Diminished?

Two weeks tomorrow since the accident, and I am still pathetically nervous walking around outdoors. I nearly tripped over my toes walking to the train in the city tonight, and my heart leaped to the my throat as I relived that terrifying moment when I hurtled downward to the pavement at speed, as if hurled from a great height. I’ve lost four pounds on this stupid diet, and my face looks different — haggard, careworn (though truth to tell, my battered chin is healing much faster than I could have hoped).

Like my fellow boomers, I was never going to grow old, and I have stubbornly tried to keep the years at bay, with some success until now. I have nearly always had fewer health complaints than most of my contemporaries, although perhaps I was just too proud to share them. But falling seems a  well-demarcated border — I feel that I have now crossed a frontier into a new country. I am now older at least, if not officially old.

Just before the accident, I was finally starting to think concretely about retirement, probably later this year. It’s long been a dream of mine to visit India, a trip which requires ample time so I’d postponed it until my post-work life. And just recently, I’d contentedly begun to research a trip — one of my great joys; sometimes I think I like the planning and anticipation nearly as much as the actual travel. I am very thorough — I read books, I surf the net, I hang out on travel boards and read everything and ask questions.

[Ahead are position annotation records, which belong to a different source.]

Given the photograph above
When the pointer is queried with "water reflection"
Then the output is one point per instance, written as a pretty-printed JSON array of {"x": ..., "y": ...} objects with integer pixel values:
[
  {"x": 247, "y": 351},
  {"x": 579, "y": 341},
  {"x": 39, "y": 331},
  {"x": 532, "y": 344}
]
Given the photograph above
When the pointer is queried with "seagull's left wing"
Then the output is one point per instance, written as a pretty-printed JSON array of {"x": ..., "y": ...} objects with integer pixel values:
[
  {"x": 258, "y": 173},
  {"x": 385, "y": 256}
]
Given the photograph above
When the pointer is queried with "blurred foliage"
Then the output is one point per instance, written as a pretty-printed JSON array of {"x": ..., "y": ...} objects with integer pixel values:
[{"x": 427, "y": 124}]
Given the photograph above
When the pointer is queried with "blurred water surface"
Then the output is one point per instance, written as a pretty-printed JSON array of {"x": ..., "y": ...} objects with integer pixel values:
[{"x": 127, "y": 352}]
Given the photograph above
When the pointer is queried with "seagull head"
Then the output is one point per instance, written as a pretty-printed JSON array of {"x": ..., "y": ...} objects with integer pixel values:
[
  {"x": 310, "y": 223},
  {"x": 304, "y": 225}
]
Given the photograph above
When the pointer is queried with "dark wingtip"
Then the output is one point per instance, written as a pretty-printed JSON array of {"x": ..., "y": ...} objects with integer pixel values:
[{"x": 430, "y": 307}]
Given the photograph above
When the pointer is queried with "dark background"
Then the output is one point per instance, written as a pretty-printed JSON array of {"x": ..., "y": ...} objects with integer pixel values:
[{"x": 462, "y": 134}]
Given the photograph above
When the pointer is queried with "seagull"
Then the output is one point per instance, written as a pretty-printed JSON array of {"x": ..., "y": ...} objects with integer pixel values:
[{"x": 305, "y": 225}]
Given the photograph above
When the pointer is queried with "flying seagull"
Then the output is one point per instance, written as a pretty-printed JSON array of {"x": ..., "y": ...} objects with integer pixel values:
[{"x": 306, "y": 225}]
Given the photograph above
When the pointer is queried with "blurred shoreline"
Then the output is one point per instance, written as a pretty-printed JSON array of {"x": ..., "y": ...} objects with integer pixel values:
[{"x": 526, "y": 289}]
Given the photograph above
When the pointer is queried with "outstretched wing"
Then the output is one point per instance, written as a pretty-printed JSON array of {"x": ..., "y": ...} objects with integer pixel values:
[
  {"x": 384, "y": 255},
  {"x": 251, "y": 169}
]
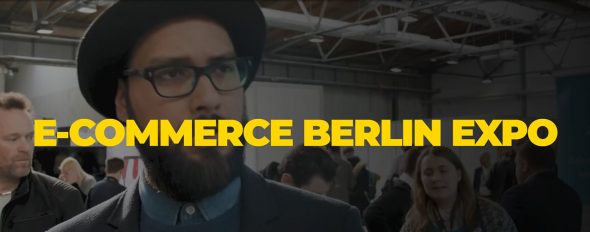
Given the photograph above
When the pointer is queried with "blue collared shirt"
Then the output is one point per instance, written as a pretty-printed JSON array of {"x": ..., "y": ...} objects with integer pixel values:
[{"x": 167, "y": 211}]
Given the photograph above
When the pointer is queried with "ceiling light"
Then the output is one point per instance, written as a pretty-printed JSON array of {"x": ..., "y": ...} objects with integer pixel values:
[
  {"x": 87, "y": 8},
  {"x": 409, "y": 18},
  {"x": 44, "y": 28},
  {"x": 452, "y": 61},
  {"x": 316, "y": 39},
  {"x": 395, "y": 69},
  {"x": 546, "y": 74},
  {"x": 486, "y": 81}
]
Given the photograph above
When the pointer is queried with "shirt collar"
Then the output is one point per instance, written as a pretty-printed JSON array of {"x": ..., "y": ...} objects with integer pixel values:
[{"x": 162, "y": 208}]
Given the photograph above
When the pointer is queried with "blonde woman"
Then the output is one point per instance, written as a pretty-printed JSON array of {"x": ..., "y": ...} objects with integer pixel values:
[
  {"x": 72, "y": 173},
  {"x": 444, "y": 200}
]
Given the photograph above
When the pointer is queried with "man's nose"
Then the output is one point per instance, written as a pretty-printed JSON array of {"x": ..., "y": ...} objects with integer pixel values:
[{"x": 205, "y": 99}]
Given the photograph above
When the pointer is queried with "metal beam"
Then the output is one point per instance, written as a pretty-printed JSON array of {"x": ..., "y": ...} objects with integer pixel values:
[
  {"x": 539, "y": 41},
  {"x": 453, "y": 16},
  {"x": 366, "y": 21},
  {"x": 444, "y": 38},
  {"x": 340, "y": 84},
  {"x": 339, "y": 67}
]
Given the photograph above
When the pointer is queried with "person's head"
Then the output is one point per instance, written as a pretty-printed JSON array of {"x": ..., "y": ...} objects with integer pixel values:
[
  {"x": 485, "y": 159},
  {"x": 532, "y": 159},
  {"x": 182, "y": 60},
  {"x": 441, "y": 179},
  {"x": 506, "y": 153},
  {"x": 71, "y": 171},
  {"x": 308, "y": 168},
  {"x": 114, "y": 167},
  {"x": 410, "y": 160},
  {"x": 16, "y": 136},
  {"x": 348, "y": 152}
]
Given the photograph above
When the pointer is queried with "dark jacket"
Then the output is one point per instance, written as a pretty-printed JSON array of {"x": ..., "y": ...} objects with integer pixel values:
[
  {"x": 102, "y": 191},
  {"x": 265, "y": 206},
  {"x": 502, "y": 177},
  {"x": 39, "y": 203},
  {"x": 544, "y": 203},
  {"x": 388, "y": 212},
  {"x": 477, "y": 179}
]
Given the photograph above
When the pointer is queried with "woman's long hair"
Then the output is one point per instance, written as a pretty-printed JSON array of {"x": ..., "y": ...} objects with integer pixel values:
[{"x": 418, "y": 218}]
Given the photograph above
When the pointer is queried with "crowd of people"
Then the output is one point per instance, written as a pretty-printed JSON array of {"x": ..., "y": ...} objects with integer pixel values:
[
  {"x": 180, "y": 60},
  {"x": 433, "y": 192}
]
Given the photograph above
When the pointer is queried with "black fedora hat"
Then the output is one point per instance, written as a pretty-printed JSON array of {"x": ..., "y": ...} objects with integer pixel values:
[{"x": 104, "y": 51}]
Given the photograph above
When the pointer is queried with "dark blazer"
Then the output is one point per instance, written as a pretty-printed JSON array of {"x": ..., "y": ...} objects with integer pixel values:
[
  {"x": 265, "y": 206},
  {"x": 544, "y": 203},
  {"x": 477, "y": 179},
  {"x": 502, "y": 177},
  {"x": 39, "y": 203},
  {"x": 102, "y": 191},
  {"x": 388, "y": 212}
]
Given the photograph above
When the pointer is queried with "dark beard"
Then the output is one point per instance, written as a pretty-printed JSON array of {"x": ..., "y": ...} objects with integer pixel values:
[
  {"x": 189, "y": 179},
  {"x": 185, "y": 178}
]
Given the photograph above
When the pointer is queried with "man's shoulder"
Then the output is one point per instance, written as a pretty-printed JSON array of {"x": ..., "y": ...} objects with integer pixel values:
[
  {"x": 52, "y": 184},
  {"x": 93, "y": 219}
]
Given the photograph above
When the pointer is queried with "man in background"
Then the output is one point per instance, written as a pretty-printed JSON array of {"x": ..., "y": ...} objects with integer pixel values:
[
  {"x": 308, "y": 168},
  {"x": 109, "y": 186},
  {"x": 502, "y": 176},
  {"x": 344, "y": 180},
  {"x": 541, "y": 201},
  {"x": 29, "y": 201},
  {"x": 388, "y": 212}
]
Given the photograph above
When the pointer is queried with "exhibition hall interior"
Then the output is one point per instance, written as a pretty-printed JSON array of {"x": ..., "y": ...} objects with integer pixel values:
[{"x": 350, "y": 59}]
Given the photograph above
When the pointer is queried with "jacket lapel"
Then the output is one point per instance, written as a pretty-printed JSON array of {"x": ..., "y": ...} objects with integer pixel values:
[{"x": 257, "y": 205}]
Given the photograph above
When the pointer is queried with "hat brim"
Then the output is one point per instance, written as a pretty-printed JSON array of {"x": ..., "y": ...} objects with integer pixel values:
[{"x": 104, "y": 51}]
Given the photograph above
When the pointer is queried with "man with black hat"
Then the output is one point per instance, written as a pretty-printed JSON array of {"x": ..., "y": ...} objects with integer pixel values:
[{"x": 180, "y": 60}]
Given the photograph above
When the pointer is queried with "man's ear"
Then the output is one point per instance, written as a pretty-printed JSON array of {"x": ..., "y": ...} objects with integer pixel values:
[
  {"x": 121, "y": 101},
  {"x": 287, "y": 179}
]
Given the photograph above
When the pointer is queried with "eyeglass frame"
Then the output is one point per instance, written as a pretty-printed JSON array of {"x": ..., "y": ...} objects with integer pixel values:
[{"x": 148, "y": 74}]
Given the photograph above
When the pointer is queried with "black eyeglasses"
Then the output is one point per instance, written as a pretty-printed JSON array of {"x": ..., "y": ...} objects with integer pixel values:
[{"x": 173, "y": 81}]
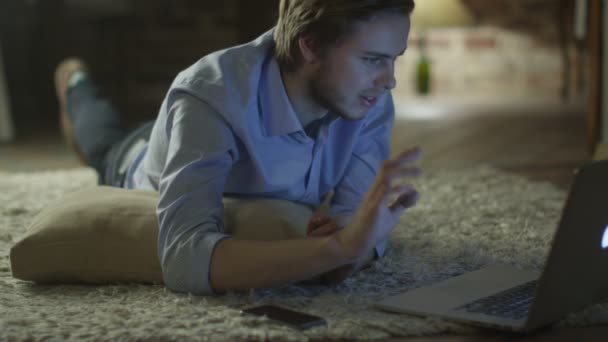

One theme kept arising, on the part of older travelers like myself — ‘is this too taxing a trip for someone my age? At my age, must I book a full-service package to be sure I can manage the demands?’ And so forth. Three weeks ago I’d skimmed these questions with nonchalant detachment. Sure, I might have a touch of osteoporosis and might not be as flexible as I was a few decades back, but I’d never felt unequal to anything I’d assigned myself.

Now, inescapably, I do. The word ‘diminished’ arose unbidden and has lingered in my mind as the best descriptor of the psychological impact of my accident. I hate it, but there it is. Have I left India too late? No, that’s too bitterly disappointing — I’ve long cherished this retirement capstone as a deserved reward for all my years in the workforce. I must get over this. I will!